Who has what I want, and who wants what I have? Click To Tweet
Number one, who has what I want? Number two, who wants what I have? Let’s talk about the physical product. Who wants what I have? Obviously, your customers or your future customers. You have a great product. Maybe sell hats that don’t cause you to sweat. You breathe right through the hat and your head doesn’t heat up. It’s an amazing hat. Let’s just pretend. Who wants that? Maybe customers like myself that sweat very easily. Why walk outside if it’s even remotely hot? I’m sweating instantly. I can’t put a hat on in the summertime. Let’s pretend there’s this amazing hat out there and I’d love to buy it. You make the hat. You have a physical product. The question is who wants what you have? I do. I’m a customer. Who has what you want?
The question is what things, partitions or platforms have an existing base of potential customers that also are interested in what you have? I’ll give you some examples. If you sell this amazing hat, something tells me things like Amazon, eBay, Etsy. These are things called quivers. If you look back at the old movie, Robin Hood, his arrows were in a quiver on his back. The quiver holds a bunch of arrows. Let’s pretend that products are arrows and Amazon is the largest business quiver in the world that has millions of products. The point is you can put your product in Amazon or Houzz. It’s a $4 billion enterprise with 1,800 employees. It’s one of the biggest, fastest growing quivers of all time. There was the original Zappos that has countless products in it. These quivers are constantly seeking out the next great product to put in front of their loyal customers.

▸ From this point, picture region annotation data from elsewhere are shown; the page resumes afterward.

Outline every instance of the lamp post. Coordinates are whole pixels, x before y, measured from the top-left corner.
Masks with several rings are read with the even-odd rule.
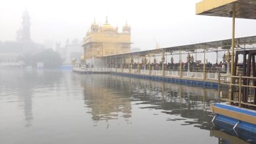
[[[161,57],[161,65],[162,65],[162,74],[163,74],[163,76],[165,75],[165,68],[164,68],[164,63],[165,63],[165,55],[164,55],[164,52],[163,52],[163,56]]]
[[[188,64],[188,72],[190,72],[190,54],[188,54],[188,56],[186,57],[186,63]]]
[[[231,54],[229,51],[226,52],[226,54],[224,54],[223,60],[224,62],[226,62],[226,74],[230,74]]]
[[[148,60],[146,60],[146,58],[144,59],[144,69],[146,70],[146,63],[148,63]]]

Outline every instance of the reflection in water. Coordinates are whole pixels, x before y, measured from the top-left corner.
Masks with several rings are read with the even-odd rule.
[[[217,101],[215,90],[125,77],[1,70],[0,143],[246,143],[255,137],[213,127],[209,103]]]
[[[163,113],[182,117],[166,120],[186,120],[182,125],[205,130],[212,126],[213,114],[209,109],[210,101],[217,98],[215,90],[104,75],[87,75],[82,86],[93,120],[117,118],[119,112],[123,117],[131,117],[132,101],[150,105],[141,109],[163,109]]]
[[[91,109],[89,113],[93,120],[117,119],[121,117],[129,121],[131,117],[131,100],[114,90],[116,82],[104,75],[93,76],[82,81],[85,104]]]
[[[5,89],[3,96],[15,96],[20,101],[19,107],[24,110],[26,127],[30,127],[32,124],[32,97],[37,93],[37,90],[40,87],[53,86],[58,79],[60,78],[59,73],[56,71],[22,71],[18,70],[14,75],[8,70],[0,71],[1,81],[0,87]],[[50,75],[49,75],[50,74]],[[10,101],[13,102],[13,101]]]
[[[214,114],[209,112],[209,105],[219,101],[215,90],[105,75],[87,75],[81,86],[85,107],[91,108],[93,120],[120,118],[120,113],[129,118],[132,103],[146,105],[140,109],[162,110],[163,113],[181,117],[167,121],[181,120],[181,126],[209,130],[211,137],[218,137],[219,143],[247,143],[213,128]]]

They have great customer service, they ship fast, great delivery models, great return models. You might want to ask who has what I want and who wants what I have? Instead of you going directly to find a customer, could you go to a platform that already has customers triangulate with the platform? How about ShareASale? ShareASale is a vetting platform where they’ll look at your product. If you ship on time and have a good track record, they’ll take your product on and get it in front of a thousand affiliates and those affiliates go rep your product. The affiliates have the customer you want. What does the affiliate need? Your product. They need the next great product to rep. What if you sell insurance? Are there any quivers for insurance? Sure there are.
Have you ever heard of Lawyers.com? What was one of the most revolutionary thing for lawyers in the late ‘90s, early 2000s was this quiver where you could rent space either by zip code, by state, by a category. You’d pay a lot of money monthly, but you’d get all the leads that came into Lawyers.com. If you sell insurance, there are countless insurance directories. There’s Rotary, Chamber, EO. All of these associations, Young Presidents, YPO. They have tons of customers, meaning their loyal association. Honestly, I’ve been part of so many of them, they’re always looking for the next greatest product or service to join their group and they’re loyal. The question is, when was the last time you’ve given hard thought to triangulating your growth? I hope this helps. Take care.